Pourquoi me suis-je battu, s’interroge donc Smiley lors de sa conversation avec Guillam ? Pourquoi, dans le cadre particulier de l’opération Windfall, avoir « sacrifié un excellent agent et une femme innocente au nom d’une cause dont le monde se souvient à peine ? ».  Il ne se demande pas si la fin justifie ou justifiait les moyens, mais si les actions  accomplies au service d’une idée ou d’un engagement (avec leur lot de vies sacrifiées, de liens humains saccagés, et parfois de désordres internationaux) avaient un sens.

Le Carré se montre là au meilleur de sa forme, préservant, comme dans ses romans des années soixante-dix, les ambiguïtés et sondant les abimes de l’incertitude morale. Puis l’écrivain des romans plus récents, engagé, attaché à certaines convictions, reprend la main et fait dire à Smiley : « Tout ça c’était pour l’Angleterre, alors ? […] Mais l’Angleterre de qui ? L’Angleterre de quoi ? L’Angleterre isolée, citoyenne de nulle part ? Je suis un Européen […] Si j’ai eu un idéal hors d’atteinte, c’était de sortir l’Europe des ténèbres dans lesquelles elle se trouvait pour l’emmener vers un nouvel âge de raison.

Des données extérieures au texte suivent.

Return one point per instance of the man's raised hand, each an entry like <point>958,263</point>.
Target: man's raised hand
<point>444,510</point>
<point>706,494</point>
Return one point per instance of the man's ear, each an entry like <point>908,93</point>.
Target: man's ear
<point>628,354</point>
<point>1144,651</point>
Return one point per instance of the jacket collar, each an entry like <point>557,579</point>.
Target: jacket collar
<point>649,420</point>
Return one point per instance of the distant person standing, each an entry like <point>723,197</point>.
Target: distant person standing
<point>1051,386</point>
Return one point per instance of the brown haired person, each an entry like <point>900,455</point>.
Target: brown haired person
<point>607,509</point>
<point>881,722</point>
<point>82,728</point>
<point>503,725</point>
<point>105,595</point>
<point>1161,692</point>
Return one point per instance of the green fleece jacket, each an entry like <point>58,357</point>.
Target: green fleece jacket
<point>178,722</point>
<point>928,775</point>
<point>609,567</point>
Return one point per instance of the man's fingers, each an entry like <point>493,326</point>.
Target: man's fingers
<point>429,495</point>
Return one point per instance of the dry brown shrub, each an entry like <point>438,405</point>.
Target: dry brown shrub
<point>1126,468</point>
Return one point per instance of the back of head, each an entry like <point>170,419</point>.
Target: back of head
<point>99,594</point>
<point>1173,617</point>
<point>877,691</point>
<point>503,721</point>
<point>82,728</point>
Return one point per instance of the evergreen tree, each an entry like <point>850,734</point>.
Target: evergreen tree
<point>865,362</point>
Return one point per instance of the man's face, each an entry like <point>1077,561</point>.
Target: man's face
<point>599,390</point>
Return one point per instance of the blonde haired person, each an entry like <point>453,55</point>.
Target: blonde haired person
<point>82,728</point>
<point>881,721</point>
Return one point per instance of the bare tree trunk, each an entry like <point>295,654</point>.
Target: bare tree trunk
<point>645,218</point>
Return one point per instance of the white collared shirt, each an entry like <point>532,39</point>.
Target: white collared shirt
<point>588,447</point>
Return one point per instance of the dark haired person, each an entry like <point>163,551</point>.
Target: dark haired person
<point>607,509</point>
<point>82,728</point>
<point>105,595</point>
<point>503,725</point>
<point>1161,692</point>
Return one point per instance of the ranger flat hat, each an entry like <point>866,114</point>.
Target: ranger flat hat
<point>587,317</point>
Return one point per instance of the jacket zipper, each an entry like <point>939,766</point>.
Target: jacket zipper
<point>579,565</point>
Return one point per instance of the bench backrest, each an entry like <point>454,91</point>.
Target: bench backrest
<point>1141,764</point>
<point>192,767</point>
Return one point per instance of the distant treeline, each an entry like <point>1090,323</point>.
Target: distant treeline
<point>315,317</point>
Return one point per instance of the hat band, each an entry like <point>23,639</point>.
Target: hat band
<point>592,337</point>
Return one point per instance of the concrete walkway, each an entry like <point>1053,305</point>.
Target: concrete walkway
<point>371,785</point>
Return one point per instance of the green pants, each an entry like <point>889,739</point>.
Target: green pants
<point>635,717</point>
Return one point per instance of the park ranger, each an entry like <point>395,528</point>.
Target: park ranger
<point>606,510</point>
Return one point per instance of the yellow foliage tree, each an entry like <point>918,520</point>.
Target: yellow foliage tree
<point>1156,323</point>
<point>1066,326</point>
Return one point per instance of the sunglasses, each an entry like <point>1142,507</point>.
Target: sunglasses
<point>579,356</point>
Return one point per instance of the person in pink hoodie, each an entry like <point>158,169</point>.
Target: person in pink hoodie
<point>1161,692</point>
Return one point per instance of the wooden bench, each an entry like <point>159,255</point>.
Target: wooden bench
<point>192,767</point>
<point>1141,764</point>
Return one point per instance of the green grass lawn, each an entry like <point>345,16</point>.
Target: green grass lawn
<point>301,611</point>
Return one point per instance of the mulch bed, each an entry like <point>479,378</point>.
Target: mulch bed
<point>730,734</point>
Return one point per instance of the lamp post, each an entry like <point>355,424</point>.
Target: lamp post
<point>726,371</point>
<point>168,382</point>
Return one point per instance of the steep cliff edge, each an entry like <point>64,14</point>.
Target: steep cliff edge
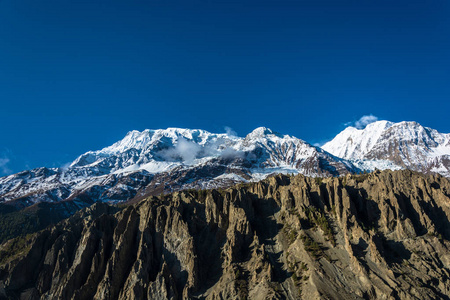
<point>383,235</point>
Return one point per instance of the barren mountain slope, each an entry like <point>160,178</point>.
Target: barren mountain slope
<point>383,235</point>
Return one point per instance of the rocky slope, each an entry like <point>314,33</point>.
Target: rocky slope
<point>387,145</point>
<point>383,235</point>
<point>155,161</point>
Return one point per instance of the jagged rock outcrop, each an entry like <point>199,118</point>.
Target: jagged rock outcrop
<point>383,235</point>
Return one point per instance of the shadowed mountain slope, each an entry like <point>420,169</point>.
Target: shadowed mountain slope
<point>383,235</point>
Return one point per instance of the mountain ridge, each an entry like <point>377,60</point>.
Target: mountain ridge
<point>383,235</point>
<point>150,162</point>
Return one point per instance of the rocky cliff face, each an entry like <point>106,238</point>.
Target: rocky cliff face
<point>383,235</point>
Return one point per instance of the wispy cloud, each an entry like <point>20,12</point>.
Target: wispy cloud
<point>363,121</point>
<point>4,170</point>
<point>229,131</point>
<point>185,150</point>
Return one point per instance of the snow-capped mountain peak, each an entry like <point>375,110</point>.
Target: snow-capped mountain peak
<point>390,145</point>
<point>155,161</point>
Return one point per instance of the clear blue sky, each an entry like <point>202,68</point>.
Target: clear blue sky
<point>78,75</point>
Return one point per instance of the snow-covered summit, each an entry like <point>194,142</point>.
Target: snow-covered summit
<point>155,161</point>
<point>385,144</point>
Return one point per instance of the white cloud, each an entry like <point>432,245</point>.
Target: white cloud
<point>363,121</point>
<point>4,170</point>
<point>229,131</point>
<point>185,150</point>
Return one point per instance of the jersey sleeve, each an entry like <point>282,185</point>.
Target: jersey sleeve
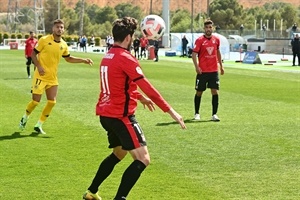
<point>40,45</point>
<point>197,46</point>
<point>66,53</point>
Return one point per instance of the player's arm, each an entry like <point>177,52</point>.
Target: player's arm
<point>72,59</point>
<point>154,95</point>
<point>195,61</point>
<point>220,61</point>
<point>40,68</point>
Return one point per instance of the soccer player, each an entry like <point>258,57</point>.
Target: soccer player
<point>136,46</point>
<point>120,75</point>
<point>207,59</point>
<point>49,49</point>
<point>144,43</point>
<point>29,46</point>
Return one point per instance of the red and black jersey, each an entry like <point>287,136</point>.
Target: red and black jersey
<point>29,46</point>
<point>207,48</point>
<point>120,76</point>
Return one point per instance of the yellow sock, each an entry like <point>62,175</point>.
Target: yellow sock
<point>47,110</point>
<point>31,106</point>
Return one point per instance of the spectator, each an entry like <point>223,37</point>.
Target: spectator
<point>296,49</point>
<point>29,46</point>
<point>136,47</point>
<point>83,43</point>
<point>143,43</point>
<point>241,29</point>
<point>184,43</point>
<point>294,28</point>
<point>92,41</point>
<point>156,48</point>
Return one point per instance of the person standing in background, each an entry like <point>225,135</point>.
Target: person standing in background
<point>144,43</point>
<point>46,56</point>
<point>29,46</point>
<point>136,47</point>
<point>207,61</point>
<point>156,48</point>
<point>184,43</point>
<point>296,49</point>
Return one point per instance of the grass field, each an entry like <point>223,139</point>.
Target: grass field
<point>253,153</point>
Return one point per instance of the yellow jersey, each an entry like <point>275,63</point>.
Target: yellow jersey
<point>49,55</point>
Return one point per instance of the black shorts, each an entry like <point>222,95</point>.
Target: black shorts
<point>207,80</point>
<point>125,132</point>
<point>29,61</point>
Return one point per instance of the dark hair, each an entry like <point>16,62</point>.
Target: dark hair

Et je l’ai toujours ».

Ah, ça alors ! Un George Smiley anti-Brexit ! Le Carré « conteur » (c’est ainsi qu’il aimerait qu’on se souvienne de lui), écrivain des temps finissants, des problématiques géopolitiques et humanitaires désespérantes, prend donc ardemment un nouveau parti un peu dépourvu de panache et d’éclat, sauf dans sa formulation : maintenir l’Angleterre dans l’Europe. Mais c’est comme cela qu’on l’aime politiquement, Le Carré, en ironiste désespéré et nostalgique – fort conscient des pièges de la nostalgie et du désespoir – se déclarant pro-européen d’une Europe anti-May et anti-libérale.


  1. Les Cahiers de l’Herne publient un numéro spécial John le Carré (33 €) qui contient une vingtaine de textes de le Carré lui-même (préfaces, entretiens…) et une trentaine d’articles critiques.  Parmi les contributions, on peut citer celles de Jérôme et Paul Bleton (sur le roman d’espionnage), William Boyd (pour une étude précise de l’écriture de Le Carré), Jean-Pierre Morel (sur Karla, le « double » de Smiley).